All his efforts to save this woman whom he at
once loved and hated from the depths of degradation, had proved
unavailing. "And she has extorted money from the Count de
Chalusse," he thought; "she sold him the right to adopt their own
daughter." And so strange are the workings of the human heart,
that this circumstance, trivial in comparison with many others,
drove the unfortunate baron almost frantic with rage. What did it
avail him that he had become one of the richest men in Paris? He
allowed his wife eight thousand francs a month, almost one hundred
thousand francs a year, merely for her dresses and fancies. Not a
quarter-day passed, but what he paid her debts to a large amount,
and in spite of all this, she had sunk so low as to extort money
from a man who had once loved her. "What can she do with it all?"

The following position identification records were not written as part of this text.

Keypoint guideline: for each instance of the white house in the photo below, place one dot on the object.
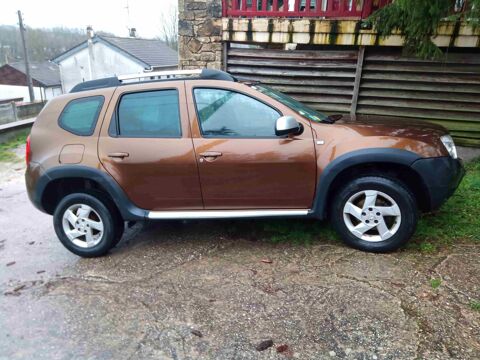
(45, 78)
(105, 56)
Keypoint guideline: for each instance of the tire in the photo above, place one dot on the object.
(374, 214)
(92, 225)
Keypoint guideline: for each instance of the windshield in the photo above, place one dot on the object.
(293, 104)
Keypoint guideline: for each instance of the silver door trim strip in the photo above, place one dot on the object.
(223, 214)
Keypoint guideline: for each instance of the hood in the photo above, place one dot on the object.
(372, 125)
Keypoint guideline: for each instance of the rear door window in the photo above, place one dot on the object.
(149, 114)
(80, 116)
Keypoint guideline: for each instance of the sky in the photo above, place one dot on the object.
(105, 15)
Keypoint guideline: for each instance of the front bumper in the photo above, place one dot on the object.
(441, 177)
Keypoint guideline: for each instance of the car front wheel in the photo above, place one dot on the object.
(374, 214)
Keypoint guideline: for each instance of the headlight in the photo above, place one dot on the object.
(449, 145)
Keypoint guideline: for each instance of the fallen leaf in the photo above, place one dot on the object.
(196, 333)
(264, 345)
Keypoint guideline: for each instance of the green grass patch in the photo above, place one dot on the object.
(475, 305)
(435, 283)
(6, 153)
(458, 219)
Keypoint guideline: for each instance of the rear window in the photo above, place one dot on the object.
(149, 114)
(80, 116)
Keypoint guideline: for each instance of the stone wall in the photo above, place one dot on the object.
(200, 34)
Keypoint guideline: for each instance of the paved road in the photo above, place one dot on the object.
(199, 290)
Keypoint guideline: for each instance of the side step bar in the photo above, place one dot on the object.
(223, 214)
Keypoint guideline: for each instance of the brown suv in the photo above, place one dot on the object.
(209, 146)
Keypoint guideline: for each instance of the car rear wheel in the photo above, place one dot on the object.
(374, 214)
(86, 225)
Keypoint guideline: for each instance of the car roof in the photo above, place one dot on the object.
(148, 77)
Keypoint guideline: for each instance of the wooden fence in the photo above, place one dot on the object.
(373, 82)
(358, 9)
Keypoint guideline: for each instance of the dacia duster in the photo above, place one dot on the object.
(204, 145)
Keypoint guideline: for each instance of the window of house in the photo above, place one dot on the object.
(224, 113)
(80, 116)
(149, 114)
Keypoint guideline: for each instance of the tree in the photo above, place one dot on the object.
(43, 44)
(169, 27)
(418, 21)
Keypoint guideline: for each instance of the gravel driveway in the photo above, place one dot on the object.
(198, 290)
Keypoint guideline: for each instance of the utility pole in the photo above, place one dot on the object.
(25, 56)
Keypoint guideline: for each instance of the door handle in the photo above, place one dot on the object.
(211, 154)
(119, 155)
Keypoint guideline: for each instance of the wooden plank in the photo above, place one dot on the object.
(451, 69)
(322, 99)
(289, 73)
(421, 104)
(422, 78)
(450, 59)
(358, 78)
(418, 114)
(347, 83)
(420, 95)
(332, 108)
(314, 90)
(293, 54)
(466, 134)
(421, 86)
(291, 63)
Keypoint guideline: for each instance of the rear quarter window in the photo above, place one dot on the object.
(80, 116)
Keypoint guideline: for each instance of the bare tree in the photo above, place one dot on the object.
(169, 26)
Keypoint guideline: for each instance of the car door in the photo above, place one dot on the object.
(242, 163)
(145, 144)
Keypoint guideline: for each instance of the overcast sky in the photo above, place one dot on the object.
(106, 15)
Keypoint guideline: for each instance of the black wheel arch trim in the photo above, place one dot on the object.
(354, 158)
(128, 210)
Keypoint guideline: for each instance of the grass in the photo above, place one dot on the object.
(458, 219)
(6, 153)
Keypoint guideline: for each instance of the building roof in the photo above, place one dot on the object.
(45, 74)
(150, 53)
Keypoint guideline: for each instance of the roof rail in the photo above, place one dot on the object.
(204, 74)
(157, 75)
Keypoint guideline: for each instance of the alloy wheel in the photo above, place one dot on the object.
(82, 225)
(372, 215)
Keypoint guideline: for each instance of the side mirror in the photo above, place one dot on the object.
(287, 125)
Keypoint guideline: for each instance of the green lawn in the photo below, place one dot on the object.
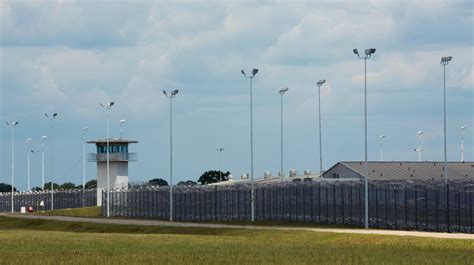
(25, 241)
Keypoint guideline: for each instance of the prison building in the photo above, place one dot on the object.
(119, 156)
(401, 171)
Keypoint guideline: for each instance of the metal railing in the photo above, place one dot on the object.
(102, 157)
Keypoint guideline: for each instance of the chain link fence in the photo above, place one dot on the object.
(408, 206)
(62, 200)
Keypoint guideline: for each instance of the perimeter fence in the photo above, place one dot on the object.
(407, 206)
(61, 199)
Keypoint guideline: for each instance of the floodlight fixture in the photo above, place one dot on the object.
(321, 82)
(446, 59)
(283, 90)
(12, 123)
(370, 51)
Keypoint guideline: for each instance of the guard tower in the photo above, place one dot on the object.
(118, 164)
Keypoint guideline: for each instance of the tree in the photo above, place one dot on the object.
(213, 176)
(47, 186)
(91, 184)
(6, 187)
(159, 182)
(67, 186)
(187, 183)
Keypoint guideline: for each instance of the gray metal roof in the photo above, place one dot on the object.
(112, 141)
(401, 170)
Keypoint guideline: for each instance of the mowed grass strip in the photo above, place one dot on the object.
(25, 241)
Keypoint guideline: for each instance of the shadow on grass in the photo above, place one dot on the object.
(9, 223)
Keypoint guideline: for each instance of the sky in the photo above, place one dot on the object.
(67, 56)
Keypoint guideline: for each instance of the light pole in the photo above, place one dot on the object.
(252, 184)
(51, 117)
(220, 150)
(171, 94)
(84, 130)
(42, 161)
(121, 123)
(445, 61)
(107, 106)
(28, 141)
(281, 92)
(368, 54)
(319, 84)
(12, 125)
(419, 150)
(462, 142)
(381, 146)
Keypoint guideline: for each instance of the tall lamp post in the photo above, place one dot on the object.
(419, 150)
(368, 54)
(462, 142)
(445, 61)
(84, 130)
(319, 84)
(28, 141)
(171, 94)
(220, 150)
(252, 184)
(381, 146)
(12, 125)
(42, 161)
(281, 92)
(121, 124)
(51, 117)
(107, 106)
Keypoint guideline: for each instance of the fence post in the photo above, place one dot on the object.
(395, 191)
(470, 210)
(416, 208)
(426, 208)
(447, 208)
(319, 202)
(327, 204)
(459, 209)
(376, 206)
(406, 210)
(342, 196)
(312, 202)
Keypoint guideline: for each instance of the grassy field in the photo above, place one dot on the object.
(26, 241)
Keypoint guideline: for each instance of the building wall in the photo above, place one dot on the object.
(340, 171)
(118, 174)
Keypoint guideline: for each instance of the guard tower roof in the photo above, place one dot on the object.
(112, 140)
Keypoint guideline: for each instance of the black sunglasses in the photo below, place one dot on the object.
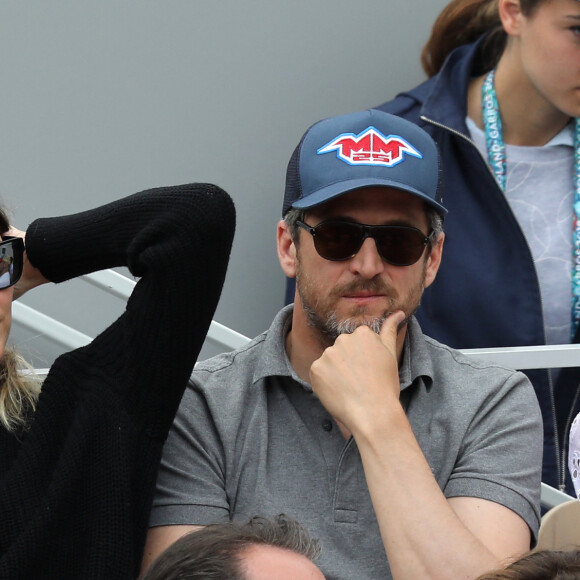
(11, 261)
(339, 240)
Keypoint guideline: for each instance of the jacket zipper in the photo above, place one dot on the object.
(560, 453)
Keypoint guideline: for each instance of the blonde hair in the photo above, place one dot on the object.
(19, 386)
(19, 391)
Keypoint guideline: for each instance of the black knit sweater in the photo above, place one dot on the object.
(76, 487)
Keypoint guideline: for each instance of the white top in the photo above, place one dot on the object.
(540, 191)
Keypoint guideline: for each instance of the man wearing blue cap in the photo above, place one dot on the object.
(403, 457)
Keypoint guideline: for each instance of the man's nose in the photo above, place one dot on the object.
(367, 262)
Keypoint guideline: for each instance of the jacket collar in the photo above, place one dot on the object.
(445, 101)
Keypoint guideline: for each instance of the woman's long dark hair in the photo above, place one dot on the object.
(464, 21)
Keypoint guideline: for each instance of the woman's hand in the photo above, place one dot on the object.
(31, 276)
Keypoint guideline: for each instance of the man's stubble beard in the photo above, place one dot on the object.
(323, 318)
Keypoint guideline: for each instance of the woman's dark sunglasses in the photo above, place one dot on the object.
(338, 240)
(11, 260)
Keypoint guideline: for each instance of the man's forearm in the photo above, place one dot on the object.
(423, 536)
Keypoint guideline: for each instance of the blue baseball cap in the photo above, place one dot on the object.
(363, 149)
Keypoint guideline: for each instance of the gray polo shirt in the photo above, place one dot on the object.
(251, 438)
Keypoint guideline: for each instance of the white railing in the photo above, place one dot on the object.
(521, 357)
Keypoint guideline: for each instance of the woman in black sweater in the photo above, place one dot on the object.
(78, 463)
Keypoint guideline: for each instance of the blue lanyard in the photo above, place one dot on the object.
(497, 161)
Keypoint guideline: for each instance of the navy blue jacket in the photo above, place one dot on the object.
(487, 291)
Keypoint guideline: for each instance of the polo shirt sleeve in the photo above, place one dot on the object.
(191, 487)
(500, 455)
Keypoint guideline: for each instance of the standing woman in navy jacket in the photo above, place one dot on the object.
(502, 103)
(79, 457)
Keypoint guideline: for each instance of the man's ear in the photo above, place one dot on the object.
(434, 260)
(510, 14)
(286, 249)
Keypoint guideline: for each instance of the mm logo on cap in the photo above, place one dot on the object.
(370, 147)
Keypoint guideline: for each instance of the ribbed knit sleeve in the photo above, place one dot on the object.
(74, 502)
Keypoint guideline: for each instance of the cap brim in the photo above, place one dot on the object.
(337, 189)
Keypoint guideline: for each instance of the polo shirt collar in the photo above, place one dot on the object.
(274, 360)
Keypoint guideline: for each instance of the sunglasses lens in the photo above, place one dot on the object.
(11, 260)
(400, 246)
(337, 241)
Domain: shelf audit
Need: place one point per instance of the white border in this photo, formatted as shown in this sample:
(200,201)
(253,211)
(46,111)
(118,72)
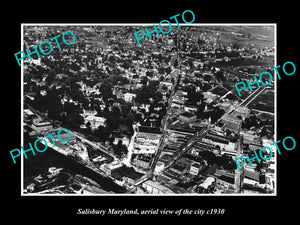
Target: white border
(147,24)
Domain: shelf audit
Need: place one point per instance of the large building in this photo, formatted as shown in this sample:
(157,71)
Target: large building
(156,188)
(231,123)
(147,140)
(226,144)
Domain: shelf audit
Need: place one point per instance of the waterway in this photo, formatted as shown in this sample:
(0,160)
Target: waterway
(38,164)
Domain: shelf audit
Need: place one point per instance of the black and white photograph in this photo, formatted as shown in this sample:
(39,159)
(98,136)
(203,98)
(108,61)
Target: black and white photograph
(162,117)
(146,111)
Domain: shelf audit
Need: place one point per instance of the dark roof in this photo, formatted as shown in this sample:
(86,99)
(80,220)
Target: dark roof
(187,114)
(134,175)
(153,130)
(122,171)
(226,179)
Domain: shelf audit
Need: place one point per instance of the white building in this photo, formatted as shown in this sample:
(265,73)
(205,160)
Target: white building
(129,97)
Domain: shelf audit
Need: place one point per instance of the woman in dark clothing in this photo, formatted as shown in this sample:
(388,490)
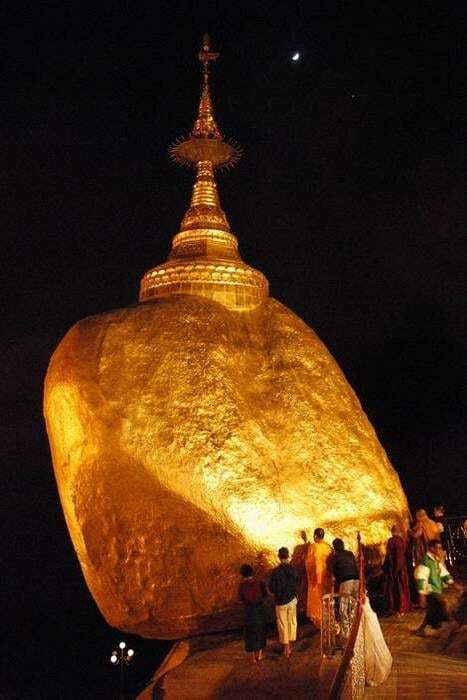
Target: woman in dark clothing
(252,594)
(397,585)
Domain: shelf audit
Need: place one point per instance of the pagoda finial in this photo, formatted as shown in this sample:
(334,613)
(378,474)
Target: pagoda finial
(206,56)
(206,142)
(204,260)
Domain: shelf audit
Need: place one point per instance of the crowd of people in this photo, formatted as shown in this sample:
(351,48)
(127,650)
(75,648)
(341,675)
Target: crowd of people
(412,574)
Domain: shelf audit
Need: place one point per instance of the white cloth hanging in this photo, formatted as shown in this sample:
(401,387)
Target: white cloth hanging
(378,659)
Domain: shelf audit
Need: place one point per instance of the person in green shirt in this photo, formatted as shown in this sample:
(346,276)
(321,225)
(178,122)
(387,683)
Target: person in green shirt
(431,578)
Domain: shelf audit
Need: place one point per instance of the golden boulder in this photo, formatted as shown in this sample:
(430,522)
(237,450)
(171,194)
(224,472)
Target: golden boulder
(203,428)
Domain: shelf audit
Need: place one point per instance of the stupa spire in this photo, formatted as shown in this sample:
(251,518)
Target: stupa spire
(204,259)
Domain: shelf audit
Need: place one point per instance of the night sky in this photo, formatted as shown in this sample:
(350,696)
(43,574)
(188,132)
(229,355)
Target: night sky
(350,197)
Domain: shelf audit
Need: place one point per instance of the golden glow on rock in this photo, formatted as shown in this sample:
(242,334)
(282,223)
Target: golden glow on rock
(188,438)
(204,428)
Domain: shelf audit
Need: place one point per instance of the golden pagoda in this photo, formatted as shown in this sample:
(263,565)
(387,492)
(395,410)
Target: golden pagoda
(204,259)
(205,427)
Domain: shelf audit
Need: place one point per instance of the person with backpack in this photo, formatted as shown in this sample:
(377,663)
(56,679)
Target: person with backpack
(252,594)
(283,586)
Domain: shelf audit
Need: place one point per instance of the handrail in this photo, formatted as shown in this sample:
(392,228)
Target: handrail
(339,679)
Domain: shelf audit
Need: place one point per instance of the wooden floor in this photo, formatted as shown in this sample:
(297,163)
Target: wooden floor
(216,667)
(224,671)
(420,670)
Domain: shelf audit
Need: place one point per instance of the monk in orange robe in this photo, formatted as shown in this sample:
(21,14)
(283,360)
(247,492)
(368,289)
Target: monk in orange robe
(319,574)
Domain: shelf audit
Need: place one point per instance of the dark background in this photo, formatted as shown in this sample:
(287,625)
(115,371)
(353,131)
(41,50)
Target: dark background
(351,198)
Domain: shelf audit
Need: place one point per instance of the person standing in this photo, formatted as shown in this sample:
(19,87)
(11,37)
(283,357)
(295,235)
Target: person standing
(319,574)
(283,586)
(432,577)
(345,571)
(423,530)
(252,594)
(439,515)
(397,582)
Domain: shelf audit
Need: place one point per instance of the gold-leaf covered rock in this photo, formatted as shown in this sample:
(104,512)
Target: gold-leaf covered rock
(188,438)
(204,428)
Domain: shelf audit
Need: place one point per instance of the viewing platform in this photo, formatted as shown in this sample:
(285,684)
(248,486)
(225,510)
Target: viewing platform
(216,667)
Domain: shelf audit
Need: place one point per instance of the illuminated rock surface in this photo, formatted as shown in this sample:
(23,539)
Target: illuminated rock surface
(201,429)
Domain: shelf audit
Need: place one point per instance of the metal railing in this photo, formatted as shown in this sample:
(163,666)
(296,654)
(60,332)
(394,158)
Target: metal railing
(455,539)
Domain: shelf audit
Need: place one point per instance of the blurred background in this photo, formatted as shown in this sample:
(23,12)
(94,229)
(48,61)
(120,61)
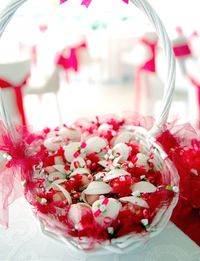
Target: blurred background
(60,63)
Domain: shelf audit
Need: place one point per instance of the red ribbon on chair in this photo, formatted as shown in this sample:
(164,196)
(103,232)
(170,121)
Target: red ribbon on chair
(148,66)
(18,94)
(71,61)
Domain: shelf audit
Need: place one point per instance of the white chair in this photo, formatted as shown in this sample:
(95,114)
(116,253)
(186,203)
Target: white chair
(14,75)
(41,85)
(147,85)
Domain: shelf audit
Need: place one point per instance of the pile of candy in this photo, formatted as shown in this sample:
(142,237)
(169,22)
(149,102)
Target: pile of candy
(97,180)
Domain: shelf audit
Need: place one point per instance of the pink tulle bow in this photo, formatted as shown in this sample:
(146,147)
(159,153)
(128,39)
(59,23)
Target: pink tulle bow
(16,163)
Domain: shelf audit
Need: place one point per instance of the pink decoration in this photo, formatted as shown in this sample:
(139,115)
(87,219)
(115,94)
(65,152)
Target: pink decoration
(88,2)
(18,94)
(149,66)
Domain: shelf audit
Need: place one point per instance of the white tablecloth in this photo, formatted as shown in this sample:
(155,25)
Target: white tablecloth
(24,242)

muttered the baron, overcome with sorrow and indignation. "How
can she succeed in spending the income of several millions?"
A name, the name of Ferdinand de Coralth, rose to his lips; but he
did not pronounce it. He saw Pascal emerging from the smoking-
room; and though he had forgotten the young advocate's very
existence, his appearance now restored him to a consciousness of
reality. "Ah, well! M. Ferailleur?" he said, like a man suddenly
aroused from some terrible nightmare. Pascal tried to make some
reply, but he was unable to do so--such a flood of incoherent
thoughts was seething and foaming in his brain.